Friday, August 14, 2009

Marcheline's Movie Review: Sometimes It's Better NOT to Know!


Or, sometimes, it's better to admit you don't KNOW and you never really wanted to KNOW, because after watching this movie all you will truly KNOW is that you just wasted two hours of precious time. I mean, WE'RE ALL GONNA DIE!!!! And you're wasting two hours watching this? Come on.

There is so much wrong with this movie (which was suggested to me by someone whom I will never quite look at the same way again) that I hardly KNOW where to start.

* Single dad loves his kid, yet spends his nights putting away fifths of Scotch but somehow not getting drunk or being too hungover to drive his kid to school at seven the next morning. Riiiiiiiiiiiight.

* Single dad, after drinking overflowing multiple glasses of Scotch, begins decisively interpreting seemingly meaningless numbers covering a piece of paper. Not only does he arrive at the conclusive answer four seconds after doodling a few of the numbers on a write on/wipe off board, he then proceeds to transfer all three hundred numbers BY HAND onto the board without A) making any drunken whoopsie mistakes or B) Just typing them into the computer that's sitting on his desk instead. Um, okay. What?

* After determining that the numbers indicate the time and exact location of disasters in which lots of people will die, single dad spends the rest of the movie MAKING SURE HE ARRIVES AT THOSE LOCATIONS AT THE EXACT TIME THE EVENTS ARE SUPPOSED TO HAPPEN. I am starting to feel more than insulted by this time, I don't know about you folks.

* After figuring out the exact date and time of the end of the world, single dad does NOT bang the pretty single mom who he's adopted as his "help me figure all this out" partner, or, alternatively, his "listen to me rant like a lunatic" partner. Talk about missed opportunities and last chances.

* When logic is stretched so thin as to be non-existent, moviemakers cram random chaos into the scene in the hopes that you won't realize that Nicolas Cage just screamed, "We have to go where the numbers want us to go!". For example, during an accident scene where the only victim is dead and already loaded into the meat cart, people are running around screaming and police start shooting guns into the air.

* The second worst part about this movie (saving the worst for last) is that it purports to be centered around a moral truth. What it ACTUALLY is, however, is a string of highly violent, grotesque doomsday images lightly crocheted together by a string of sappy sentimental hogwash.
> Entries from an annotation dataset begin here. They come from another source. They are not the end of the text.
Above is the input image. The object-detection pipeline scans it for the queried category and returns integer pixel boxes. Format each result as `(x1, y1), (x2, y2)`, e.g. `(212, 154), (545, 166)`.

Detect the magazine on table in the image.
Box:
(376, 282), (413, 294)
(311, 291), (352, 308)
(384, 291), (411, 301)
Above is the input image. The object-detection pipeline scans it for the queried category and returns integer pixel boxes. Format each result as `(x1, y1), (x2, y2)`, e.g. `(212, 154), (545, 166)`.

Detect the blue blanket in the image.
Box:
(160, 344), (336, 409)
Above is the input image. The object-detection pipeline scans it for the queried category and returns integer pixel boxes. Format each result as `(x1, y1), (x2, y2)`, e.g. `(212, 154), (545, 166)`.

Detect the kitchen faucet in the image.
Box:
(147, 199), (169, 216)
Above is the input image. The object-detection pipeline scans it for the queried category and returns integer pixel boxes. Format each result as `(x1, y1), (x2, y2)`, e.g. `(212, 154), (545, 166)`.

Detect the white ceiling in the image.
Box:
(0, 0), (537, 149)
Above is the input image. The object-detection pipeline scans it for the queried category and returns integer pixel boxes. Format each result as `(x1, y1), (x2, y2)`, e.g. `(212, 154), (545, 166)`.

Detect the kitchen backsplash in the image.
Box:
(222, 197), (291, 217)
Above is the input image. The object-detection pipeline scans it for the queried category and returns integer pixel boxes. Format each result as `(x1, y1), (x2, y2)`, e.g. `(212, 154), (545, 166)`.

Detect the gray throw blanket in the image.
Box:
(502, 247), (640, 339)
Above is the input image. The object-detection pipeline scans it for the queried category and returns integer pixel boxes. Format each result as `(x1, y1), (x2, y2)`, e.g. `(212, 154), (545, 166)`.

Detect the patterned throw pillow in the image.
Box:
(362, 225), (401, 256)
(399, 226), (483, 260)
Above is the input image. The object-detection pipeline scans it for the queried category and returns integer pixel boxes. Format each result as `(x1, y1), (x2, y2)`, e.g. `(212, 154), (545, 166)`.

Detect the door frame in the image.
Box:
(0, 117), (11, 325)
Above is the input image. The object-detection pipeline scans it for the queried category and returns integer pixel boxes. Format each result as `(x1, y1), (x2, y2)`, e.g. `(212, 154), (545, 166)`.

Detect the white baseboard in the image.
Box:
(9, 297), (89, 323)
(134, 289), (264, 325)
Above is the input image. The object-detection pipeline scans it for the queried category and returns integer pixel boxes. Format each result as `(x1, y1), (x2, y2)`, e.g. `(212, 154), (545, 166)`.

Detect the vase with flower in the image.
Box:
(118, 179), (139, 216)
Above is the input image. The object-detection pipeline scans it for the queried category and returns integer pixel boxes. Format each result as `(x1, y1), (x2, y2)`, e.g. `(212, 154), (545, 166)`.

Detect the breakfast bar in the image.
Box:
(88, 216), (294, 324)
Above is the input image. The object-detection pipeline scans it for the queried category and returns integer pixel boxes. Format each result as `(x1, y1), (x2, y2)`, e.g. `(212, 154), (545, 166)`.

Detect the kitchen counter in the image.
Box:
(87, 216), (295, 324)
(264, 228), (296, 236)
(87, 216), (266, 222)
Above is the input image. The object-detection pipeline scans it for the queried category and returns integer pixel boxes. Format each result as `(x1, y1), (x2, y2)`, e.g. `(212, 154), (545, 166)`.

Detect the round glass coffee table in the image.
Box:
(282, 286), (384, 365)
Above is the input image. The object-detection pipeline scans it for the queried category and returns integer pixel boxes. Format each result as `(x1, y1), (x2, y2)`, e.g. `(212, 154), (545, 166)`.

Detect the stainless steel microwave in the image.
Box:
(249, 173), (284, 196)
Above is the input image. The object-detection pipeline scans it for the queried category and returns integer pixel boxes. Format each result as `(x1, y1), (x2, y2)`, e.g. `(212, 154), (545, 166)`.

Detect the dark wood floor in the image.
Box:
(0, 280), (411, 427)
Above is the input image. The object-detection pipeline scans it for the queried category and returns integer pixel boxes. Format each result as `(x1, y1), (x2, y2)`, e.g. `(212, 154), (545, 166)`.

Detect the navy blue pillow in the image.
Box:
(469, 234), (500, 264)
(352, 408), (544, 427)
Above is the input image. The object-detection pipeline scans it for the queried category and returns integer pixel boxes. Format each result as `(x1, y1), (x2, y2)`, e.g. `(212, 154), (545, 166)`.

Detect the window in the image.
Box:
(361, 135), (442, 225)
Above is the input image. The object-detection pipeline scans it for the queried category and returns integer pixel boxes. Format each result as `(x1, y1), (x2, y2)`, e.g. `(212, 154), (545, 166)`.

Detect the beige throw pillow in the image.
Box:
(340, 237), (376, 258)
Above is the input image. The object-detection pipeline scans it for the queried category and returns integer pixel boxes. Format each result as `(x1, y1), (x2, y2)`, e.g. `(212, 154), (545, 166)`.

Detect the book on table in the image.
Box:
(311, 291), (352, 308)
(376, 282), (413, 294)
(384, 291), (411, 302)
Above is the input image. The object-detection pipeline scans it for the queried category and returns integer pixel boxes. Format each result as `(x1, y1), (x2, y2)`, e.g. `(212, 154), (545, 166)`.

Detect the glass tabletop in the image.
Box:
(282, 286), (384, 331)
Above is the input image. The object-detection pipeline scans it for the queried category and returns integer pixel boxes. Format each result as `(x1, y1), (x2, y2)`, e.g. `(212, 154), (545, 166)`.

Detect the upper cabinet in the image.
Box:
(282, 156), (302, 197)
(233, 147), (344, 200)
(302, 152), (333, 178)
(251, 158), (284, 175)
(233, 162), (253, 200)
The people that will love this movie are the ones that jam on the brakes to peer at accidents on the roadway. I'm just saying, is it really necessary to see wildlife ON FIRE trying to escape a horrific forest fire? Is it really necessary to see screaming people WHO ARE ON FIRE trying to escape a monstrous plane crash, out of which no one would
ever be walking because they'd be piles of charred ground beef? I think not.

* The worst thing of all is that we are supposed to take away some sort of religious spiritual revelation (pun intended), loosely based on the Christian viewpoint of Adam and Eve - there's the huge Tree of the Knowledge of Good and Evil right there in the last scene. I was sold an action movie and ended up with an attempted brainwashing.

FAIL.

2 comments:

Mrshappyanna said...

Thanks for that.. you have saved me the cost of a movie ticket! lol

I went to see Coco before chanel recently.. was rather slow but the costumes were lovely!!

Jemima said...

Hmph, I'll go see Julie & Julia again instead. Sounds sucktacular.